Pierre Laurent Pierre Laurent - 11 days ago 6
R Question

Using R, how to use str_extract properly on this case?

I've learned from Ronak Shah and akrun(in this post) how to construct a regular expression to exclude every terms from a dataframe (alldata in my example) except those words,


^\BWORD1|WORD2|WORD3|WORD4|WORD5\>


but for some reasons, can't figure why it is giving me


"WORD2", "WORD3", NA


instead of


"WORD1 WORD2 WORD5", "WORD3", NA


here is my example :

library(stringr)
alldata <- data.frame(toupper(c("word1 anotherword word2 word5", "word3", "none")))
names(alldata)<-"columna"
removeex <- c("word1" , "word2" ,"word3" ,"word4", "word5")
regularexprex <- toupper(paste0("^\\b",paste0(removeex, collapse = "|"), "\\>"))
alldata$columnb <- str_extract(alldata$columna, regularexprex)

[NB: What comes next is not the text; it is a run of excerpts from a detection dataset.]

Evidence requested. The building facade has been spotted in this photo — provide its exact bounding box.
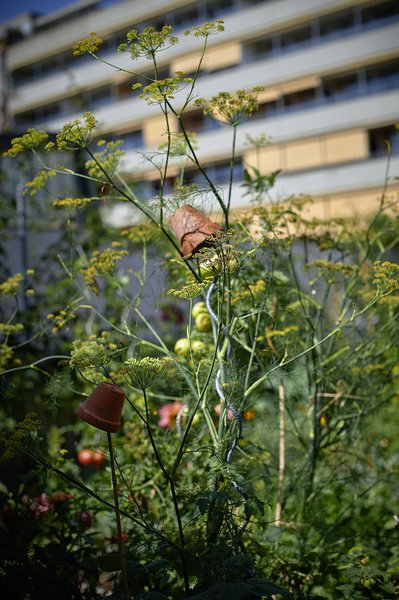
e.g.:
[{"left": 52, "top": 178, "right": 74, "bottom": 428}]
[{"left": 0, "top": 0, "right": 399, "bottom": 218}]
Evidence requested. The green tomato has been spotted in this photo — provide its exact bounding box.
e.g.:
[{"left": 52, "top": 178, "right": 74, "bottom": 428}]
[
  {"left": 191, "top": 302, "right": 208, "bottom": 319},
  {"left": 175, "top": 338, "right": 190, "bottom": 355},
  {"left": 195, "top": 312, "right": 212, "bottom": 331},
  {"left": 191, "top": 340, "right": 207, "bottom": 354}
]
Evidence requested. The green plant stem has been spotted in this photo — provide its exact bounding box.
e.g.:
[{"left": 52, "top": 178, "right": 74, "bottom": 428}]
[
  {"left": 225, "top": 124, "right": 238, "bottom": 229},
  {"left": 142, "top": 388, "right": 190, "bottom": 594}
]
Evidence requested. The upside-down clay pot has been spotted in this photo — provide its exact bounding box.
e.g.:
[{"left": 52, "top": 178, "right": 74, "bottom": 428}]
[
  {"left": 76, "top": 381, "right": 125, "bottom": 433},
  {"left": 168, "top": 204, "right": 223, "bottom": 256}
]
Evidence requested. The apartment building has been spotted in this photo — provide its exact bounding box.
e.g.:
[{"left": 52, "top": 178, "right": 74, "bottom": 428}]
[{"left": 0, "top": 0, "right": 399, "bottom": 218}]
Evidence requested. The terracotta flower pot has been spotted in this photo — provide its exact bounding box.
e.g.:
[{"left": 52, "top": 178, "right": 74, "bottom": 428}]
[
  {"left": 76, "top": 381, "right": 125, "bottom": 433},
  {"left": 168, "top": 204, "right": 223, "bottom": 256}
]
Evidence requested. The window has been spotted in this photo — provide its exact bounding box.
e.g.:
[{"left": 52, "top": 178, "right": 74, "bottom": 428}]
[
  {"left": 319, "top": 10, "right": 355, "bottom": 37},
  {"left": 185, "top": 159, "right": 243, "bottom": 187},
  {"left": 368, "top": 125, "right": 399, "bottom": 156},
  {"left": 243, "top": 37, "right": 273, "bottom": 60},
  {"left": 366, "top": 60, "right": 399, "bottom": 91},
  {"left": 324, "top": 73, "right": 357, "bottom": 99},
  {"left": 206, "top": 0, "right": 233, "bottom": 19},
  {"left": 182, "top": 110, "right": 220, "bottom": 132},
  {"left": 362, "top": 0, "right": 399, "bottom": 24},
  {"left": 284, "top": 89, "right": 316, "bottom": 108},
  {"left": 280, "top": 25, "right": 312, "bottom": 48},
  {"left": 87, "top": 85, "right": 112, "bottom": 107},
  {"left": 172, "top": 4, "right": 199, "bottom": 27},
  {"left": 115, "top": 129, "right": 144, "bottom": 150}
]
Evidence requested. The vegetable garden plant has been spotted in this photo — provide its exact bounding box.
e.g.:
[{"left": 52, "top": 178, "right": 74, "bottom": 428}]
[{"left": 0, "top": 21, "right": 399, "bottom": 600}]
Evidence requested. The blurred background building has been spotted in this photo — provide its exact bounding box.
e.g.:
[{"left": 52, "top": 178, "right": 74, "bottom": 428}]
[{"left": 0, "top": 0, "right": 399, "bottom": 218}]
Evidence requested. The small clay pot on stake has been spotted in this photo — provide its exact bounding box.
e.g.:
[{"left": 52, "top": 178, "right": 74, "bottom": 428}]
[
  {"left": 76, "top": 381, "right": 125, "bottom": 433},
  {"left": 76, "top": 381, "right": 129, "bottom": 600},
  {"left": 168, "top": 204, "right": 223, "bottom": 256}
]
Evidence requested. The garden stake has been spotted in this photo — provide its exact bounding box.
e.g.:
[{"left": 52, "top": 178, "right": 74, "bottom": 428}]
[
  {"left": 76, "top": 381, "right": 129, "bottom": 600},
  {"left": 107, "top": 431, "right": 129, "bottom": 599}
]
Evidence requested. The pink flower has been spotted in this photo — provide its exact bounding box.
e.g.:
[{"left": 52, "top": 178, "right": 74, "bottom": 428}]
[
  {"left": 29, "top": 492, "right": 53, "bottom": 519},
  {"left": 215, "top": 404, "right": 234, "bottom": 421},
  {"left": 158, "top": 402, "right": 185, "bottom": 429}
]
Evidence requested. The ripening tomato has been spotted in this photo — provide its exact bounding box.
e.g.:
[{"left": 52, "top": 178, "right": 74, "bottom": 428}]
[
  {"left": 191, "top": 302, "right": 208, "bottom": 319},
  {"left": 175, "top": 338, "right": 190, "bottom": 355},
  {"left": 78, "top": 448, "right": 105, "bottom": 467},
  {"left": 78, "top": 448, "right": 93, "bottom": 467},
  {"left": 195, "top": 312, "right": 212, "bottom": 331},
  {"left": 92, "top": 448, "right": 105, "bottom": 467}
]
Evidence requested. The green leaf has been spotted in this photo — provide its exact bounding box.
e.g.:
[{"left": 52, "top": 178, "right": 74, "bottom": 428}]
[{"left": 96, "top": 553, "right": 121, "bottom": 573}]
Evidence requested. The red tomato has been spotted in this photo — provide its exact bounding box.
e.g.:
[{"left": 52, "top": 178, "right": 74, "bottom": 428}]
[
  {"left": 92, "top": 448, "right": 105, "bottom": 467},
  {"left": 78, "top": 448, "right": 105, "bottom": 467},
  {"left": 78, "top": 448, "right": 93, "bottom": 467}
]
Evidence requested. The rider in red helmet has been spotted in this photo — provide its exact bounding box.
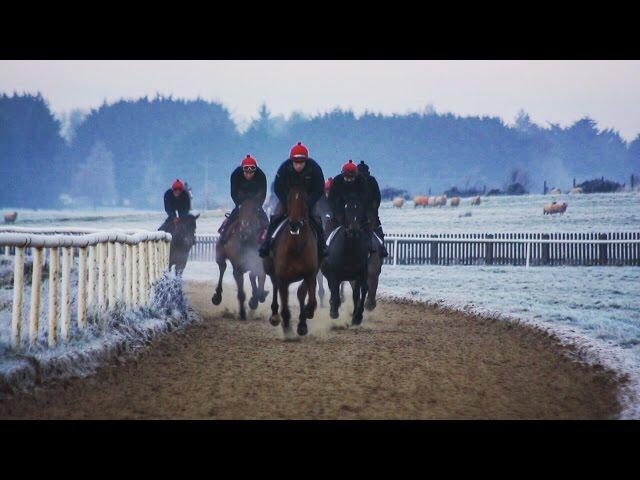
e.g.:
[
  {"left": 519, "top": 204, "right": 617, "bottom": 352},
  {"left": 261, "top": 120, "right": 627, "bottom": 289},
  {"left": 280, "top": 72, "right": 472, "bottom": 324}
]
[
  {"left": 259, "top": 142, "right": 326, "bottom": 258},
  {"left": 218, "top": 154, "right": 269, "bottom": 245},
  {"left": 158, "top": 178, "right": 191, "bottom": 233},
  {"left": 324, "top": 177, "right": 333, "bottom": 197},
  {"left": 329, "top": 160, "right": 384, "bottom": 255}
]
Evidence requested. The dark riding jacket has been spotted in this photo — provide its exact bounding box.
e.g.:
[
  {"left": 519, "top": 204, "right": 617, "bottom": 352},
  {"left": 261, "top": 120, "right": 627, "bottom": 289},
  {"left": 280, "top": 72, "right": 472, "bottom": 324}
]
[
  {"left": 164, "top": 189, "right": 191, "bottom": 219},
  {"left": 273, "top": 158, "right": 324, "bottom": 212},
  {"left": 362, "top": 174, "right": 382, "bottom": 210},
  {"left": 328, "top": 173, "right": 369, "bottom": 217},
  {"left": 231, "top": 167, "right": 267, "bottom": 207}
]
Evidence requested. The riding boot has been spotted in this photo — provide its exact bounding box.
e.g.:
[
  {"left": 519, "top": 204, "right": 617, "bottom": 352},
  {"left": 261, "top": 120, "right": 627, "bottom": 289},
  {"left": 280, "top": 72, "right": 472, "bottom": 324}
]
[
  {"left": 312, "top": 217, "right": 329, "bottom": 258},
  {"left": 258, "top": 216, "right": 282, "bottom": 257},
  {"left": 376, "top": 224, "right": 389, "bottom": 258}
]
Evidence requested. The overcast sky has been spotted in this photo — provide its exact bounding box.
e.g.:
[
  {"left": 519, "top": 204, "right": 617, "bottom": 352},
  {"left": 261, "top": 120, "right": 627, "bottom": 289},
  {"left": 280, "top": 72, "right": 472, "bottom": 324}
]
[{"left": 0, "top": 60, "right": 640, "bottom": 140}]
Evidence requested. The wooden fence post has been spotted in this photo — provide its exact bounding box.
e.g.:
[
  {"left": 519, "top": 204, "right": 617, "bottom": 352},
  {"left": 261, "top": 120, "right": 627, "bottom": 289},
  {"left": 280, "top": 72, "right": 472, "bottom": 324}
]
[
  {"left": 598, "top": 233, "right": 609, "bottom": 265},
  {"left": 540, "top": 233, "right": 549, "bottom": 265},
  {"left": 484, "top": 234, "right": 493, "bottom": 265},
  {"left": 11, "top": 247, "right": 24, "bottom": 349},
  {"left": 78, "top": 247, "right": 87, "bottom": 330},
  {"left": 49, "top": 247, "right": 59, "bottom": 348},
  {"left": 29, "top": 248, "right": 42, "bottom": 345},
  {"left": 60, "top": 247, "right": 72, "bottom": 342}
]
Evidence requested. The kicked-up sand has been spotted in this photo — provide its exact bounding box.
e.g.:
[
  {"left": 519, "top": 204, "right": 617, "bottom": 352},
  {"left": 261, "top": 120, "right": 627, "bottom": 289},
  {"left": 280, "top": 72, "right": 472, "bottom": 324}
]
[{"left": 0, "top": 282, "right": 621, "bottom": 419}]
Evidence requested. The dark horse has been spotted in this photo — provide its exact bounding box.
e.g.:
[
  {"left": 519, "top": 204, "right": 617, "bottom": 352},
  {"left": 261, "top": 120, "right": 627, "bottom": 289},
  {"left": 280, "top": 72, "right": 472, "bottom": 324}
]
[
  {"left": 314, "top": 195, "right": 333, "bottom": 308},
  {"left": 322, "top": 200, "right": 371, "bottom": 325},
  {"left": 164, "top": 212, "right": 200, "bottom": 276},
  {"left": 263, "top": 186, "right": 319, "bottom": 335},
  {"left": 211, "top": 199, "right": 268, "bottom": 320}
]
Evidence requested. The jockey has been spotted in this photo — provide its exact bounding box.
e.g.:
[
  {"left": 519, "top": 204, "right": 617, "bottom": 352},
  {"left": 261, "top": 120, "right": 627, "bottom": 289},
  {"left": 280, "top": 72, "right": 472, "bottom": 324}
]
[
  {"left": 358, "top": 160, "right": 389, "bottom": 257},
  {"left": 218, "top": 154, "right": 269, "bottom": 245},
  {"left": 328, "top": 160, "right": 368, "bottom": 230},
  {"left": 158, "top": 178, "right": 191, "bottom": 233},
  {"left": 324, "top": 177, "right": 333, "bottom": 198},
  {"left": 259, "top": 142, "right": 327, "bottom": 258}
]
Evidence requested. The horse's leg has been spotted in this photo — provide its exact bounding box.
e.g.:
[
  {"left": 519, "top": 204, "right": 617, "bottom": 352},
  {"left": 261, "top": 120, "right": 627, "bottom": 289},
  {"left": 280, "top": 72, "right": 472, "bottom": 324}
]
[
  {"left": 211, "top": 249, "right": 227, "bottom": 305},
  {"left": 352, "top": 276, "right": 369, "bottom": 325},
  {"left": 298, "top": 280, "right": 308, "bottom": 336},
  {"left": 327, "top": 277, "right": 340, "bottom": 318},
  {"left": 304, "top": 275, "right": 318, "bottom": 318},
  {"left": 316, "top": 270, "right": 324, "bottom": 308},
  {"left": 258, "top": 273, "right": 269, "bottom": 303},
  {"left": 278, "top": 279, "right": 291, "bottom": 334},
  {"left": 249, "top": 272, "right": 258, "bottom": 310},
  {"left": 365, "top": 257, "right": 380, "bottom": 311},
  {"left": 269, "top": 275, "right": 281, "bottom": 327},
  {"left": 350, "top": 280, "right": 360, "bottom": 325},
  {"left": 233, "top": 268, "right": 247, "bottom": 320}
]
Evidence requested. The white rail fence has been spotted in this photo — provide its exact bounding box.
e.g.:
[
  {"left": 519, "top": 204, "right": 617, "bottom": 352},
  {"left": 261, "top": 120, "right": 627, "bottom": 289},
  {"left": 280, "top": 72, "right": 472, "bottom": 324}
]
[
  {"left": 189, "top": 232, "right": 640, "bottom": 267},
  {"left": 0, "top": 227, "right": 171, "bottom": 348}
]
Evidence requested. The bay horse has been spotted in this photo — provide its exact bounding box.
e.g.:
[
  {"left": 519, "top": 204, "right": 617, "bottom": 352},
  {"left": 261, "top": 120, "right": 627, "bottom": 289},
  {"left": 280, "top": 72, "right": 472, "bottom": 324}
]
[
  {"left": 169, "top": 212, "right": 200, "bottom": 276},
  {"left": 211, "top": 199, "right": 269, "bottom": 320},
  {"left": 263, "top": 186, "right": 319, "bottom": 336},
  {"left": 322, "top": 200, "right": 371, "bottom": 325}
]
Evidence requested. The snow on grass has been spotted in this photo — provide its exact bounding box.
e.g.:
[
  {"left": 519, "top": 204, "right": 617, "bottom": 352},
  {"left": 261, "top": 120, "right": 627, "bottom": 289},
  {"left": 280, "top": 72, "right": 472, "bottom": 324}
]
[{"left": 0, "top": 274, "right": 198, "bottom": 396}]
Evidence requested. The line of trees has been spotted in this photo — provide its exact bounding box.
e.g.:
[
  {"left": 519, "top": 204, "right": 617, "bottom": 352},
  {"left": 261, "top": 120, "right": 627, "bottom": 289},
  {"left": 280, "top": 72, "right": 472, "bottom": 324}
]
[{"left": 0, "top": 94, "right": 640, "bottom": 208}]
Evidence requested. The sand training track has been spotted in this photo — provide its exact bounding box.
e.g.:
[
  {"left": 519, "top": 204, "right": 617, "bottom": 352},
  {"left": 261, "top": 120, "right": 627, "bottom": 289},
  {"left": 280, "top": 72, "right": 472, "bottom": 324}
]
[{"left": 0, "top": 282, "right": 620, "bottom": 419}]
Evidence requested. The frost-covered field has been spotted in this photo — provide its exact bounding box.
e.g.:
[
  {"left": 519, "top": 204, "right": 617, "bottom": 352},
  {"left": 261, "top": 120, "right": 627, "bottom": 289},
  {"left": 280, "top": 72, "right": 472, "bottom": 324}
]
[
  {"left": 0, "top": 192, "right": 640, "bottom": 418},
  {"left": 0, "top": 275, "right": 197, "bottom": 398}
]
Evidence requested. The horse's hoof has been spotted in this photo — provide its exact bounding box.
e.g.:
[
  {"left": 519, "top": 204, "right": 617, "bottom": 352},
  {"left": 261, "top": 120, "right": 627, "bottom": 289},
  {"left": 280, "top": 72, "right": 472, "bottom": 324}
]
[{"left": 304, "top": 305, "right": 315, "bottom": 319}]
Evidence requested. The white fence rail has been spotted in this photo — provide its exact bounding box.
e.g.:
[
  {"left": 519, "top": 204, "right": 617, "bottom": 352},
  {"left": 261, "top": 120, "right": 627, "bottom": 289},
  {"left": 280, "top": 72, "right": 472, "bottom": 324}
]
[
  {"left": 189, "top": 232, "right": 640, "bottom": 266},
  {"left": 0, "top": 227, "right": 171, "bottom": 348}
]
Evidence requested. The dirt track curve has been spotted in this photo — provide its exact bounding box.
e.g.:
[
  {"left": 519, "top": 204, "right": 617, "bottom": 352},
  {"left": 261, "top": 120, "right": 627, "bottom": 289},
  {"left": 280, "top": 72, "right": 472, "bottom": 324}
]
[{"left": 0, "top": 282, "right": 620, "bottom": 419}]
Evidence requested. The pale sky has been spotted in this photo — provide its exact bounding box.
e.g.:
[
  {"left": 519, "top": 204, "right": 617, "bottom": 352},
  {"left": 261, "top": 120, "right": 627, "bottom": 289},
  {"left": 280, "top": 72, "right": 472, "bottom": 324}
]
[{"left": 0, "top": 60, "right": 640, "bottom": 140}]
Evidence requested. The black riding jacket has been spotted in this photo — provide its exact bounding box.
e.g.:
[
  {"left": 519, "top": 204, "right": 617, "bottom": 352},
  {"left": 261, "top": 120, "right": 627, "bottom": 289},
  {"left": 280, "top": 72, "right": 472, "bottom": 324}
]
[
  {"left": 273, "top": 158, "right": 324, "bottom": 212},
  {"left": 164, "top": 189, "right": 191, "bottom": 218},
  {"left": 328, "top": 173, "right": 369, "bottom": 216},
  {"left": 360, "top": 174, "right": 382, "bottom": 210},
  {"left": 231, "top": 167, "right": 267, "bottom": 207}
]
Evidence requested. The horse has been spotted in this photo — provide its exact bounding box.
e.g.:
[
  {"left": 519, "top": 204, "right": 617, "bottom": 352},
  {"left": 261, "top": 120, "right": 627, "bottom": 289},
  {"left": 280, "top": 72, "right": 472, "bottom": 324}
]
[
  {"left": 169, "top": 212, "right": 200, "bottom": 276},
  {"left": 263, "top": 185, "right": 320, "bottom": 336},
  {"left": 314, "top": 195, "right": 332, "bottom": 308},
  {"left": 321, "top": 200, "right": 371, "bottom": 325},
  {"left": 211, "top": 199, "right": 269, "bottom": 320}
]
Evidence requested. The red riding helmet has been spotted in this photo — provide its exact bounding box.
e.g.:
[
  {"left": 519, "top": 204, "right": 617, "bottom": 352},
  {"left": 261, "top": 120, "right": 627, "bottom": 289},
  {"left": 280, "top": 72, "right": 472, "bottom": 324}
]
[
  {"left": 289, "top": 142, "right": 309, "bottom": 161},
  {"left": 342, "top": 160, "right": 358, "bottom": 177},
  {"left": 240, "top": 153, "right": 258, "bottom": 167},
  {"left": 324, "top": 177, "right": 333, "bottom": 192}
]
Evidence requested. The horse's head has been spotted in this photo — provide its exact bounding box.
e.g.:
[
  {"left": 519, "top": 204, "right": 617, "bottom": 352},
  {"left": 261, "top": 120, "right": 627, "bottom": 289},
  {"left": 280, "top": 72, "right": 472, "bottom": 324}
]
[
  {"left": 238, "top": 199, "right": 261, "bottom": 243},
  {"left": 344, "top": 200, "right": 364, "bottom": 238},
  {"left": 287, "top": 186, "right": 309, "bottom": 235}
]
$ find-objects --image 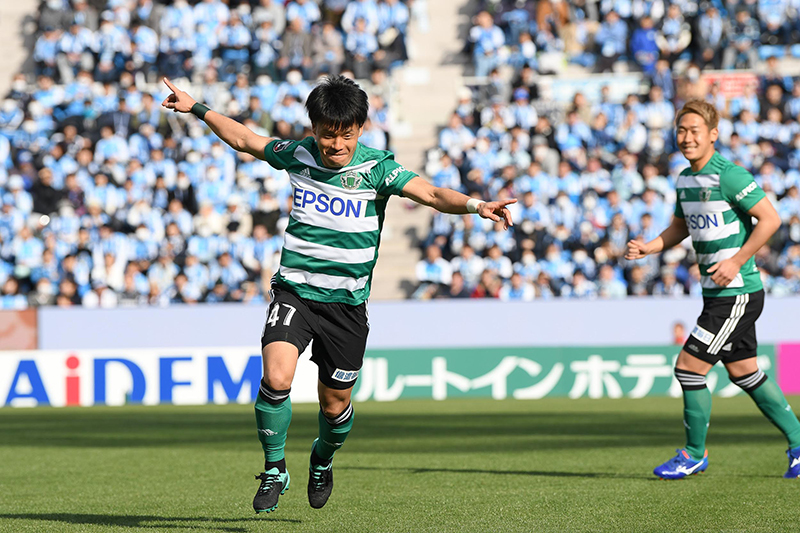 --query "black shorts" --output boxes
[683,290,764,365]
[261,286,369,390]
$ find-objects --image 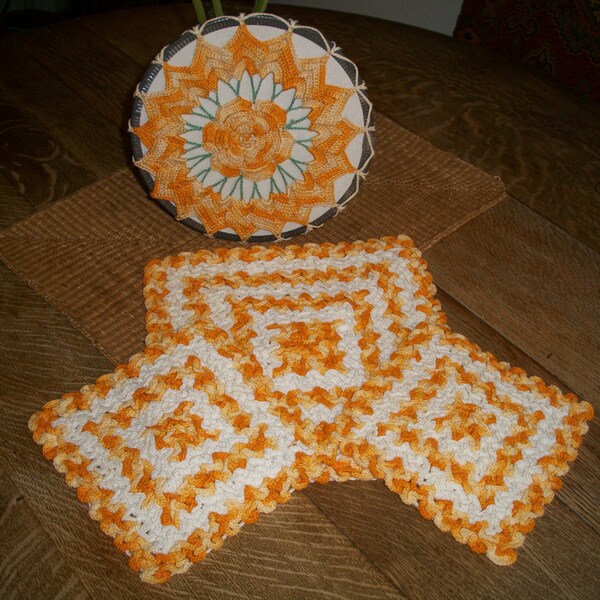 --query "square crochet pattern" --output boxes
[30,237,593,582]
[144,237,444,483]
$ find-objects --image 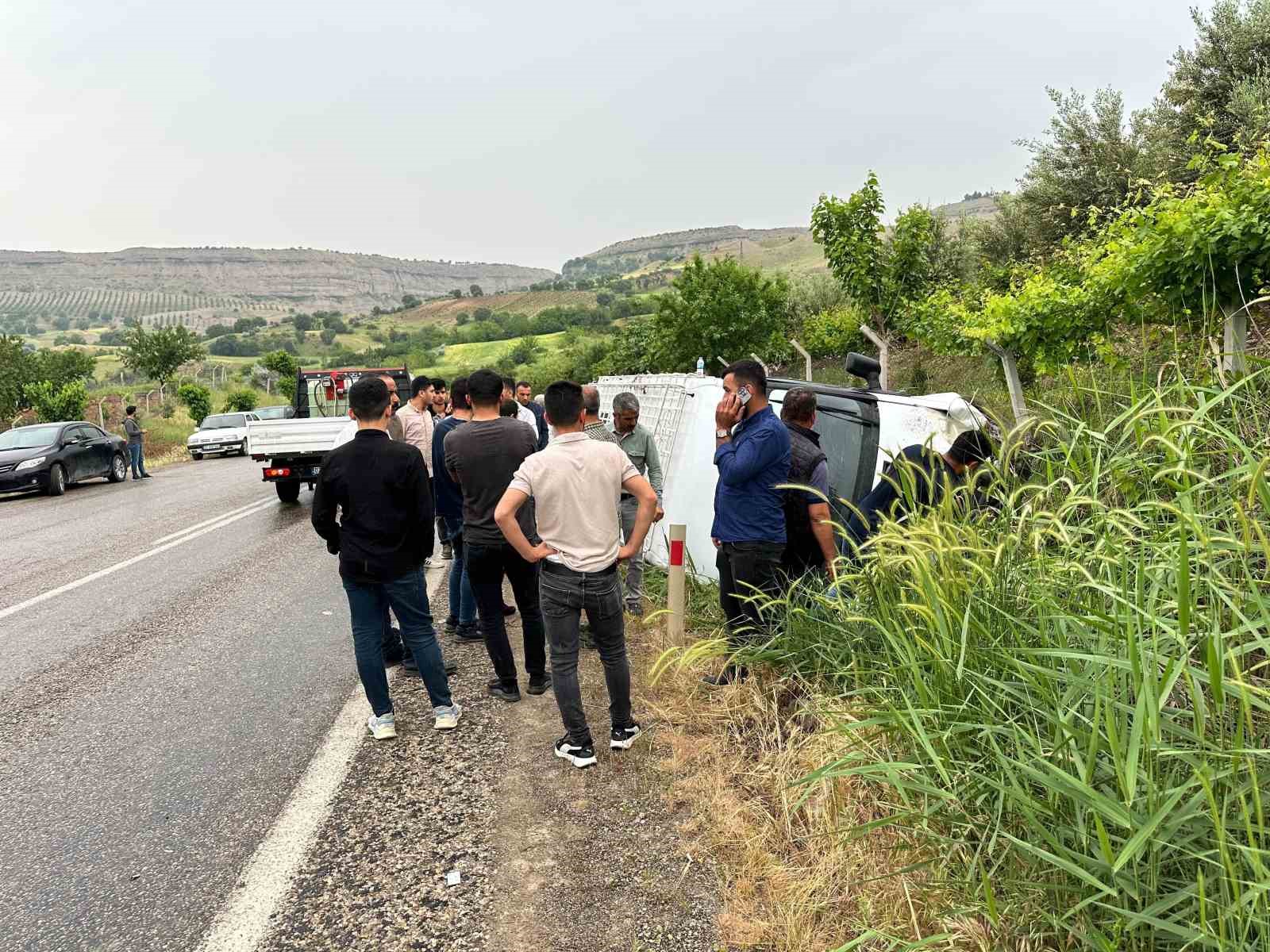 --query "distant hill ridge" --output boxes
[0,248,555,309]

I've tried to add + or * at the end of the regular expression but without any effects.

Due to the fact i'm a beginner on regex, i surely miss something, may someone guide me on this ?
Regards,

Answer

You need to replace the last two lines in your above code to

> regularexprex <- paste0("(?i)\\s*\\b(?!(?:",paste0(removeex, collapse = "|"), ")\\b)\\w+")
## => "(?i)\\s*\\b(?!(?:word1|word2|word3|word4|word5)\\b)\\w+"
> str_replace_all(alldata$columna, regularexprex, "")
[1] "WORD1 WORD2 WORD5" "WORD3"             ""   

First, the toupper() turned \b to \B (non-word boundary) - you just need a case insensitive matching (I added the (?i) modifier), and the word boundaries were not applied to the group, only to the items on the both sides.

Also, what you need is a pattern to match the whole string, so .* at the start and end of the pattern.

The final regex for replacing looks like

(?i)\s*\b(?!(?:word1|word2|word3|word4|word5)\b)\w+

See the regex demo

If your entries contain newlines, you should also add s modifier: (?i) -> (?s).

Details:

  • (?i) - case insensitive modifier (works with PCRE and ICU regexes)
  • \s* - 0+ whitespaces
  • \b - a leading word boundary
  • (?!(?:word1|word2|word3|word4|word5)\b) - the word cannot equal word1, etc.
  • \w+ - 1+ word chars (letters, digits or underscores).